Frauen und Bücher: Eine Leidenschaft mit Folgen (German Edition)
Schubart, ein vehementer Kritiker des Lebenswandels von Adel und Klerus, 1774 mit öffentlichen Deklamationen aus dem Messias und verlangte Eintritt, 24 Kreuzer pro Person. Schon bald war der Andrang so groß, dass er seine Wohnstube mit einem öffentlichen Platz vertauschen musste. Dort stieg die Anzahl seiner Zuhörer schnell auf einige Hundert, was ihm dann pro Vorlesung 50 bis 60 Taler einbrachte. »Da konnt’ ich meinen Kindern manche Wohltat erweisen und manch gutes Glas Wein auf Ihre Gesundheit trinken«, berichtete er dem eigentlichen Urheber seines neuen Wohlstands. Aber auch Drucker und Raubdrucker profitierten, denn die Vorlesungen stimulierten den Absatz der Messiade gehörig. Allerdings mache er seine Sache, wie Schubart gegenüber Klopstock angab, auch ziemlich gut. »Klopstock! Klopstock! scholls von allen Lippen, wenn eine Vorlesung geendigt war.« Der Dichter wird es gerne gelesen haben, dass selbst der beste Deklamator gegen die emotionale Bindung der Zuhörer an ihn, den Autor, nichts auszurichten vermochte, sondern seinen Ruhm nur noch vermehrte.

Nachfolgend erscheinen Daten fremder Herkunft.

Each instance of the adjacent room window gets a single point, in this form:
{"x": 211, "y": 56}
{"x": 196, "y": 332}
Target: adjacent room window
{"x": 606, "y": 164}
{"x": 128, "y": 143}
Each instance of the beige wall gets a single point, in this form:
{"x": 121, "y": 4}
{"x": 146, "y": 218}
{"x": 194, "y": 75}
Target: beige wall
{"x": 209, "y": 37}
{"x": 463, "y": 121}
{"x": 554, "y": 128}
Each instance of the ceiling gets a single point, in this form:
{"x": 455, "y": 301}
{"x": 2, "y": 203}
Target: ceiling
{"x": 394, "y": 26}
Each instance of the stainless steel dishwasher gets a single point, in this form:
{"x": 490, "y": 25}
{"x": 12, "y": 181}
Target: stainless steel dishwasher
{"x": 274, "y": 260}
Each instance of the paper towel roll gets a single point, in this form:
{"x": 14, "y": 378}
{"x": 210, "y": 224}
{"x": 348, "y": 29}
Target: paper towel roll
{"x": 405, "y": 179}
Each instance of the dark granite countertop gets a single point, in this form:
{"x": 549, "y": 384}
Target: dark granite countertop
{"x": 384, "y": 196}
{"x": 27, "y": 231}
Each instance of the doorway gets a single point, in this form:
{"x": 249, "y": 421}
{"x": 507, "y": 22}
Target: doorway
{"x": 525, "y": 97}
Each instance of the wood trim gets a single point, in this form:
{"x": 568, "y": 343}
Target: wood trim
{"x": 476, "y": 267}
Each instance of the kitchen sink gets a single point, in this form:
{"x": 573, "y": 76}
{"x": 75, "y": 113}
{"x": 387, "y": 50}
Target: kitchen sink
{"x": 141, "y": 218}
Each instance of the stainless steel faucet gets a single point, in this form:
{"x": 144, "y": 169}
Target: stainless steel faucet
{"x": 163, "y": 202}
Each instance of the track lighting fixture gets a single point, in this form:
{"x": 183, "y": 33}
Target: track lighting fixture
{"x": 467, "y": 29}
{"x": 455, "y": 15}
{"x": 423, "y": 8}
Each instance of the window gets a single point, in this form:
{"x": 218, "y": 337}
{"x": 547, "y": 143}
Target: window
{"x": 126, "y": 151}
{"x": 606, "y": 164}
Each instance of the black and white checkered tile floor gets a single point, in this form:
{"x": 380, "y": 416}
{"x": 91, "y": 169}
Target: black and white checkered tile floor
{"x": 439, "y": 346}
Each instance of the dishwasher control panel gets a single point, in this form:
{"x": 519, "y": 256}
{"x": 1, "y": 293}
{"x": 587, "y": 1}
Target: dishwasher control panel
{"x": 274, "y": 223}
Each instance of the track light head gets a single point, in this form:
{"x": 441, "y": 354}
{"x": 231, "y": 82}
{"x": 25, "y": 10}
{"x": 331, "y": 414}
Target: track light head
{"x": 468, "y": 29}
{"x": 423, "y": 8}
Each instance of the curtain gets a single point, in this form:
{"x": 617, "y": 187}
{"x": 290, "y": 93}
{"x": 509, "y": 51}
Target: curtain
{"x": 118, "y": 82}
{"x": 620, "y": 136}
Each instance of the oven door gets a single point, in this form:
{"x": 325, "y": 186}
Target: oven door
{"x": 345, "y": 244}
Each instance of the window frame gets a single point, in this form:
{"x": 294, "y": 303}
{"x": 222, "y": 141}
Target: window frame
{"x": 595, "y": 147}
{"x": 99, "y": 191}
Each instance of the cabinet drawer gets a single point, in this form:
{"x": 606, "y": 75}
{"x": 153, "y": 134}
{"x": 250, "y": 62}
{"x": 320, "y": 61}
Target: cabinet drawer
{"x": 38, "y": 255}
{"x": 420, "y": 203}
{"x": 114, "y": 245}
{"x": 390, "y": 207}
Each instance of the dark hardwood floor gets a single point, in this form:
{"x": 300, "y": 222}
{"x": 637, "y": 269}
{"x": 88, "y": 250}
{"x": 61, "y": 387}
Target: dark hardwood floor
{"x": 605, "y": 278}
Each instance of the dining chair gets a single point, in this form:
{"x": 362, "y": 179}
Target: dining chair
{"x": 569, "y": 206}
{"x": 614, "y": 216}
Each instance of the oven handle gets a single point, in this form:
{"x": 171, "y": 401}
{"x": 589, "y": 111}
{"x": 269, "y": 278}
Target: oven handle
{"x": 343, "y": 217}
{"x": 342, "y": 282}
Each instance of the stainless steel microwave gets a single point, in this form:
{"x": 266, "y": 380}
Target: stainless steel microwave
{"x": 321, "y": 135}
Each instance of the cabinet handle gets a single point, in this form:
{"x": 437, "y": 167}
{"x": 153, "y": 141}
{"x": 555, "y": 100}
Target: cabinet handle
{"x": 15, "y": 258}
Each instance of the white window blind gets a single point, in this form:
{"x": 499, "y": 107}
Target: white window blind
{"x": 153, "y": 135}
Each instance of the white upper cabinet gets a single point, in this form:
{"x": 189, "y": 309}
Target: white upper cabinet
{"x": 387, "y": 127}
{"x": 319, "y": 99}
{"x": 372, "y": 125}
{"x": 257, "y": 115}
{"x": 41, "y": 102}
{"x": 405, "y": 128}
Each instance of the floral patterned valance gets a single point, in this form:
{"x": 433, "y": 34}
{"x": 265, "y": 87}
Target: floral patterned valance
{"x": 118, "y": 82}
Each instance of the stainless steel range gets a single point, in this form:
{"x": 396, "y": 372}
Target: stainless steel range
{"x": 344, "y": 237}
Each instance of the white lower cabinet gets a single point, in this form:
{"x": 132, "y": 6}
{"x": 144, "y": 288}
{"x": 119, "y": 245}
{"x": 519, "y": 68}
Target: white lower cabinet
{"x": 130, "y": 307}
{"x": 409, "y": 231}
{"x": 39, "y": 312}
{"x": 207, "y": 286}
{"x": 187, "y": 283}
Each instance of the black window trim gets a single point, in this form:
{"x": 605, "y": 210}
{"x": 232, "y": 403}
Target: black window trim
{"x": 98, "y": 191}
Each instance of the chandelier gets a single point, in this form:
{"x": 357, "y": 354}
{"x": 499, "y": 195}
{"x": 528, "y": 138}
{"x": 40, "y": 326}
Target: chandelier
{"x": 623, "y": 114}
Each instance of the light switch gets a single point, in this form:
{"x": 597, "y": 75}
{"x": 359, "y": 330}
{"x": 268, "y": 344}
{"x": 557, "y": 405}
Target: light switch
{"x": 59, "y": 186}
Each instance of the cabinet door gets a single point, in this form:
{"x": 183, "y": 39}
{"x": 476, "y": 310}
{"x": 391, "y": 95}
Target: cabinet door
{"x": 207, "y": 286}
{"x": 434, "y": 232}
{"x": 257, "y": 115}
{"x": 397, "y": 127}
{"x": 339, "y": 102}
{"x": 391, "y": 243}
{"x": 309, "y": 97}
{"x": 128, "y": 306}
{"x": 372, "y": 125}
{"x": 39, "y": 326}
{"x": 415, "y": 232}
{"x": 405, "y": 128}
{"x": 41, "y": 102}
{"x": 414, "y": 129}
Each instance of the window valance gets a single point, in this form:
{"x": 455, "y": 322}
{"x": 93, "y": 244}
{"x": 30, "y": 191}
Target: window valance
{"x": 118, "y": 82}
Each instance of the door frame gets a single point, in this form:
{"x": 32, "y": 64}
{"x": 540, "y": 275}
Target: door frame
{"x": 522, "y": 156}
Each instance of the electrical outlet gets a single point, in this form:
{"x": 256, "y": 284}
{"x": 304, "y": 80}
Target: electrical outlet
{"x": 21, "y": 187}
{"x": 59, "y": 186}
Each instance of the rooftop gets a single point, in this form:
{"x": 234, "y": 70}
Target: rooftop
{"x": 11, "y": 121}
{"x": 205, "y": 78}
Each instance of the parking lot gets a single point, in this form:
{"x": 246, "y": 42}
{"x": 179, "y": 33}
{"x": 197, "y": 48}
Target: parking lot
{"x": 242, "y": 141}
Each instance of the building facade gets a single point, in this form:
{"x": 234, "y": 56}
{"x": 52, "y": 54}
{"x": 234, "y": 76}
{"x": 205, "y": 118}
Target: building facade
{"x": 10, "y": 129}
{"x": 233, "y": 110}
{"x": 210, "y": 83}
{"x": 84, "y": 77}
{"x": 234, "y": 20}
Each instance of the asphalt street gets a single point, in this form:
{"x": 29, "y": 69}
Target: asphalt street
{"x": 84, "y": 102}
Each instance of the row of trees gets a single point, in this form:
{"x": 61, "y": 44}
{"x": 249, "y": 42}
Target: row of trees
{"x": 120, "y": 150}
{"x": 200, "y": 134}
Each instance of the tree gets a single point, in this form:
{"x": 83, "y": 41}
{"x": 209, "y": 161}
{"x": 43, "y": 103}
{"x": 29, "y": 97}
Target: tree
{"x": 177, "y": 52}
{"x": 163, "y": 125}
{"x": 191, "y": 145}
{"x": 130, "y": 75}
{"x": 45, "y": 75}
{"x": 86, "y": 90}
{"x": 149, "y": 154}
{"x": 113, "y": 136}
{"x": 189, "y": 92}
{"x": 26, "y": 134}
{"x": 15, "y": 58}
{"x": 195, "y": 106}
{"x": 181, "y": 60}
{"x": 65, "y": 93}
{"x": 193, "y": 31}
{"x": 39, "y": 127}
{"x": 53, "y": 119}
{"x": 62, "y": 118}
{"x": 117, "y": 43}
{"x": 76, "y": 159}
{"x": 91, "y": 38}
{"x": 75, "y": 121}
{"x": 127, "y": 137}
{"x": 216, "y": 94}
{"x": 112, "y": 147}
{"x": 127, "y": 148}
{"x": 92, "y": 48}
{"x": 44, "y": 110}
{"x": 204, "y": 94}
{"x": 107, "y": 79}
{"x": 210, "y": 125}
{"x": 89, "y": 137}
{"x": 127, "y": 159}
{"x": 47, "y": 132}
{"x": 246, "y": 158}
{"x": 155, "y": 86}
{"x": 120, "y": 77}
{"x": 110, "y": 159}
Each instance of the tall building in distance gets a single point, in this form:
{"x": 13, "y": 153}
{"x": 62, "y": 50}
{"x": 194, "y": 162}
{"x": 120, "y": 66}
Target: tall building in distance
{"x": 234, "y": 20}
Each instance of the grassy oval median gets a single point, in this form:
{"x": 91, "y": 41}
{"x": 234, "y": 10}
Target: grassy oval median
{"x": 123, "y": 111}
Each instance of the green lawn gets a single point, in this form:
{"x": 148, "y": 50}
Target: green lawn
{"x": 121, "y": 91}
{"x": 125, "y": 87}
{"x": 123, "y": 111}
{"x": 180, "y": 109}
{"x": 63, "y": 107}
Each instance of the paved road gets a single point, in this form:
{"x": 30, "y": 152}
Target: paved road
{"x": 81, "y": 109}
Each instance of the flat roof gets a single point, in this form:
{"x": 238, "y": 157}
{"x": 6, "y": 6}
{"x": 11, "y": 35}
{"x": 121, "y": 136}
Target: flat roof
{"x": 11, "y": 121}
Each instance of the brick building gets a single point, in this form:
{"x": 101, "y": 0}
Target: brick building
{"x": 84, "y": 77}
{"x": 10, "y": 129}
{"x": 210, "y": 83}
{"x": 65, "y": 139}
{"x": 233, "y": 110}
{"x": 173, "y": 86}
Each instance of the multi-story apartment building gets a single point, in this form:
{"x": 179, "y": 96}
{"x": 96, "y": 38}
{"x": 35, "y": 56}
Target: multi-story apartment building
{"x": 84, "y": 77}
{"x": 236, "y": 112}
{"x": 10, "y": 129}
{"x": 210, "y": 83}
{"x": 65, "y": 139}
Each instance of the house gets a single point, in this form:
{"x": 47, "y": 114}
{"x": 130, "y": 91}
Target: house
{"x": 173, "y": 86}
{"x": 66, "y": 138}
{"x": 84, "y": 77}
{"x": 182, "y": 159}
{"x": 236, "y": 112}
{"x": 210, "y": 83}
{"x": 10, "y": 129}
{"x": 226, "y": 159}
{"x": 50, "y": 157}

Betrachtet man das Porträt, das der Schweizer Maler Johann Caspar Füssli von Klopstock während seines Züricher Aufenthaltes angefertigt hat, so blickt uns ein herausfordernder junger Mann an, der sich der Wirkung seiner Person fraglos bewusst zu sein scheint. Vor kurzem hat ihn die Nachricht erreicht, dass ihm der dänische König eine Pension bewilligt, damit er in Muße seinen Messias vorantreiben und vollenden kann. Bedingung für die Auszahlung ist allerdings, dass er sich in Kopenhagen aufhält, was ihm, insbesondere von Zürich aus, zu nahe am Nordpol zu liegen scheint, wo sich die Musen bekanntlich nicht gerne niederlassen. So hält sich seine Reiselust in Grenzen; es geht sogar das Gerücht, er sei in der Schweiz ein Kaufmann geworden und wünsche sich dort zu verheiraten. So berichtet es jedenfalls Klopstocks Leipziger Studienfreund Nikolaus Dietrich Giseke seiner Jugendfreundin, der zu diesem Zeitpunkt dreiundzwanzigjährigen Hamburger Kaufmannstochter Margareta Moller, genannt Meta, als diese ihn nach Klopstock fragt. Buchstäblich auf der Toilette hat sie dessen Messias entdeckt und auch angefangen zu lesen. Eine Freundin hatte aus den betreffenden Seiten der Neuen Beyträge zum Vergnügen des Verstandes und des Witzes Schlangenwickler gemacht, sogenannte Papilotten, um Locken ins Haar zu drehen. Die belesene und gebildete Meta, die Französisch, Englisch, Italienisch und sogar Latein beherrscht, klebt die Streifen wieder zusammen und fängt bei der Lektüre sofort Feuer. »Ist mehr von diesem göttlichen Gedicht zu haben, und wer ist der Verfasser?« Sechs Wochen später weiß Giseke Genaueres zu berichten: »Klopstock geht nach Kopenhagen, kommt durch Hamburg, ist kein Kaufmann, nun sollen Sie ihn sehen.«
Giseke, momentan Erzieher in Braunschweig, trifft sich dort mit seinem Duzfreund Klopstock, der auf der Durchreise ist. »Höre Klopstock, du musst in Hamburg ein Mädchen besuchen, die heißt Mollern.« Klopstock, ganz gegen seine Gewohnheit: »Ich gehe nicht nach Hamburg, um Mädchen zu sehen, nur den Dichter Hagedorn will ich sehen.« – »Ach, Klopstock, das Mädchen musst du sehen, sie ist so ganz anders als andere, sie liest den Messias mit Entzücken, sie kennt dich schon und erwartet dich.« Er beschreibt ihm Meta, ihre großen hellen, kritischen Augen, ihre Offenheit und Unabhängigkeit. Klopstock wird nachdenklich. Giseke setzt nach: »Verlieb Dich bloß nicht in sie, sie ist schon verlobt.« Jetzt hat er ihn: »Gib mir ihre Adresse.«
Kaum in Hamburg angelangt, wird nach Meta Moller geschickt, wann Herr Klopstock seine Aufwartung machen könne. Meta macht gerade zusammen mit ihrer Schwester die Wäsche. Dennoch kommt ihre Antwort ohne jedes Zögern: »Gleich gleich gleich mag, muss Herr Klopstock kommen.« Die Schwester ist entsetzt: »Besinne dich doch, wo willst du ihn empfangen, nur das Zimmer hier ist geheizt, und es ist voller Wäsche.« Beherzt rafft Meta die ganze Wäsche zusammen, und drei Minuten später ist die Stube geräumt.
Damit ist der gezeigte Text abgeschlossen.